Immer mehr Arbeitnehmer absolvieren ein nebenberufliches Studium oder eine Weiterbildung, um später Führungspositionen einnehmen zu können. Möglich wird der Sprung auf der Karriereleiter, wenn konsequent an der Karriere gefeilt wird: Nach einer Berufsausbildung als Mechaniker bietet sich beispielsweise ein Studium im Maschinenbau an.
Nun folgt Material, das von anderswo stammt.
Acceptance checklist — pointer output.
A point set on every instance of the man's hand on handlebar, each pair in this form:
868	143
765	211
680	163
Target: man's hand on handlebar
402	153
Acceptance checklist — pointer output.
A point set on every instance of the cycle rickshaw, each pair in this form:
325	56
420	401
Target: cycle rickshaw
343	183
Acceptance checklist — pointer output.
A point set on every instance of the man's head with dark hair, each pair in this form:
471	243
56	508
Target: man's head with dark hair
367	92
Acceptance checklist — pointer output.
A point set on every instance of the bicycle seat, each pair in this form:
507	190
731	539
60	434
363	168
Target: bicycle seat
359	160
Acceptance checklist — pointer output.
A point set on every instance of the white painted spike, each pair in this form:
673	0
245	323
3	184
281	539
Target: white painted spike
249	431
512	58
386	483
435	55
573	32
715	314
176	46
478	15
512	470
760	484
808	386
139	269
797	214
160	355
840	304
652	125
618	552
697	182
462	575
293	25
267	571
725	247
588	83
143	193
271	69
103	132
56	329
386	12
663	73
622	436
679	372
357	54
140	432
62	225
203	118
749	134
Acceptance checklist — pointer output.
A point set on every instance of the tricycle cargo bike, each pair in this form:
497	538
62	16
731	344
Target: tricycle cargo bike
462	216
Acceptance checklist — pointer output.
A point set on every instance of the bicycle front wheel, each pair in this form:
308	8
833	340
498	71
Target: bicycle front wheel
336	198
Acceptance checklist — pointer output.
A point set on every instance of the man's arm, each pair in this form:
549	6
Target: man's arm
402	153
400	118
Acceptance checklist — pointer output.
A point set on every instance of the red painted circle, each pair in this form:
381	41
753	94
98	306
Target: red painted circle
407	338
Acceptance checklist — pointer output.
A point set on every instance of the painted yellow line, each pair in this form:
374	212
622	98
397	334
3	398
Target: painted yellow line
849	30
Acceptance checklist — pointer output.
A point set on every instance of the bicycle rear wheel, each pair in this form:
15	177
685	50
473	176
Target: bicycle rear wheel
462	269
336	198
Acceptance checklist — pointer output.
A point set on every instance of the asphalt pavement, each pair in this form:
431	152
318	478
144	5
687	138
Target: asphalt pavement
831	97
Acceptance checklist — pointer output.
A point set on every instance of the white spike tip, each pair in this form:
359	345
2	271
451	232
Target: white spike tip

Immer mehr Ingenieure und Techniker absolvieren eine nebenberufliche Weiterbildung. Bild © iStock.com / sykono

Weiterbildung erleichtert Karrieresprung

Ein Abschluss der Handwerkskammer oder IHK reicht heute in der Regel nicht aus, um eine Führungsposition einzunehmen. Daher ist ein nebenberufliches Studium oder eine nebenberufliche Weiterbildung so wichtig wie nie zuvor. Beispiele für erfolgreiche Führungskräfte mit technischem Hintergrund, die auf dem zweiten Bildungsweg Karriere machten, gibt es reichlich. Immer mehr Ingenieure und Techniker absolvieren eine nebenberufliche Weiterbildung, zum Beispiel einen AutoCAD Kurs des Anbieters medienreich. Die Studentenzahlen in den Ingenieurwissenschaften stiegen im vergangenen Jahrzehnt rasant: um fast 100.000 auf knapp 384.000 Absolventen, gemäß einer Studie des Statistischen Bundesamts. Ursache ist der in der Branche oft beschriene Fachkräftemangel, der tatsächlich jedoch zu einem Überschuss führte. So werden pro Jahr nur etwa 9.000 Stellen für Maschinenbau-Ingenieure frei, während die Hochschulen 22.000 fertige Absolventen hervorbringen. Eine Zusatzqualifikation sichert somit die Karriere und senkt gleichfalls das Risiko von Arbeitslosigkeit.

 

Qualifikation bestimmt Gehalt. Bild © iStock.com/EmirMemedovski

Ingenieurmangel – gibt es den wirklich?

Ein weiterer Aspekt, warum sich eine Weiterbildung lohnt: Man kann im Einzelfall bis zu 15.000 Euro im Jahr mehr verdienen. Dies gilt nicht nur auf dem Arbeitsmarkt im Kampf um einen neuen Job, sondern auch firmenintern. Ingenieure werden in der Regel nach Qualifikationen bezahlt. Zudem stagniert die Karriere, wenn kaufmännisches Wissen oder Führungskenntnisse fehlen. Sobald sich allerdings ein technischer Betriebswirt mit MBA-Abschluss oder IHK-Abschluss bewirbt, stehen ihm im Mittelstand alle Türen offen. Denn dort ist die Kombination aus BWL und Technik heiß begehrt. Fast zwei Drittel aller Chefpositionen sind in der Hand von Ingenieuren. Und 45 Prozent der Geschäftsführer sowie jedes dritte Vorstandsmitglied kann ein Ingenieur-Studium vorweisen.